Par ailleurs, aux États-Unis, en mai, le commissaire à l’assurance de Californie, Dave Jones, a annoncé avoir soumis les plus gros assureurs de son État à un stress-test climat (et à une analyse de leurs investissements dans les énergies fossiles) qui est le premier d’envergure réalisé sur des acteurs du secteur de l’assurance.

Enfin, fin mai, un classement mondial des assureurs a été publié par Asset Owners Disclosure Project (AODP), qui note les informations délivrées par ces investisseurs sur leur prise en compte des objectifs de l’Accord de Paris selon les critères des recommandations du rapport final de la Task force sur le climat du G20 (TCFD).
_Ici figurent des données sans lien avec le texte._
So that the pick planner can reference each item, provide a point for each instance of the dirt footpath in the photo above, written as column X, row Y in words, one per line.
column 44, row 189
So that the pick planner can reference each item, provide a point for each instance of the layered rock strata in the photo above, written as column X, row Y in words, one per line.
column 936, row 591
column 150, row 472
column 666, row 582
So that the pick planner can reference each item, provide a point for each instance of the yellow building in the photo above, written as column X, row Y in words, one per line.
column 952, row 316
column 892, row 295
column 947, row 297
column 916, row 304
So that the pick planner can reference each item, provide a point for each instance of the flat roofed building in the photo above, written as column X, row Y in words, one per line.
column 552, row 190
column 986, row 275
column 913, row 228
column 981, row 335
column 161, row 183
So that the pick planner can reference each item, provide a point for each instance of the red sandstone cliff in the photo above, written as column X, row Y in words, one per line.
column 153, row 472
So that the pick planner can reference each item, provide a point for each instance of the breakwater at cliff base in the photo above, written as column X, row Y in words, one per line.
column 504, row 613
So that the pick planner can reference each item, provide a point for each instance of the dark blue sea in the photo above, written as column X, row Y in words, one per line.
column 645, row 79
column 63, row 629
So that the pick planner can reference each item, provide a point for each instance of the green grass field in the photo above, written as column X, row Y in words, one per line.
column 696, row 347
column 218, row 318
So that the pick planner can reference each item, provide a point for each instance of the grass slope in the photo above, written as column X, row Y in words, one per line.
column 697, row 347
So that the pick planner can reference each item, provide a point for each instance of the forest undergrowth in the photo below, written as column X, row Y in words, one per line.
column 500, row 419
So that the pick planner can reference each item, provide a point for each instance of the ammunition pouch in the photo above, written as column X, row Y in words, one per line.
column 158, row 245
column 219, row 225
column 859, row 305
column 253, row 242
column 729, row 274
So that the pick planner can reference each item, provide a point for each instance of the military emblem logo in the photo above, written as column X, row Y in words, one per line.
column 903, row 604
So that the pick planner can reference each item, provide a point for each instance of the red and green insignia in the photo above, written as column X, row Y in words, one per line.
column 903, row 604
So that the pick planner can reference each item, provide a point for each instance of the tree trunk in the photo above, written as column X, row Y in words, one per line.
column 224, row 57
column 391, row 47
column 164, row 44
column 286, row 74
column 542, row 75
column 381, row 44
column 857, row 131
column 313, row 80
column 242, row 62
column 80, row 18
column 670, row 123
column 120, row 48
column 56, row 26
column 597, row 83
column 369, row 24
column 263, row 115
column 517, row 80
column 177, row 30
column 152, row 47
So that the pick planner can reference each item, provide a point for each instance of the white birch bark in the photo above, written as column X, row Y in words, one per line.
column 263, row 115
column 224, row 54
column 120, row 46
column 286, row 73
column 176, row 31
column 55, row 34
Axa se place en tête du classement et deux autres français, BNP Assurances et Crédit Agricole Assurances, se situent dans le top 10 mondial, dominé par les Européens. Aviva occupe la seconde place, Allianz la troisième. À noter que les japonais, parmi lesquels Dai-ichi Life, ont beaucoup progressé dans ce classement annuel.

 

[1] En France, depuis 2015, les grandes banques se sont également illustrées par des annonces ambitieuses concernant la réduction de leurs soutiens au charbon, dans le contexte de l’Accord de Paris en 2015 puis en marge des sommets climat fin 2017. Des ONG comme les Amis de la Terre continuent à les pousser à des désengagements plus ambitieux, comme à l’occasion des assemblées générales qui ont eu lieu en mai.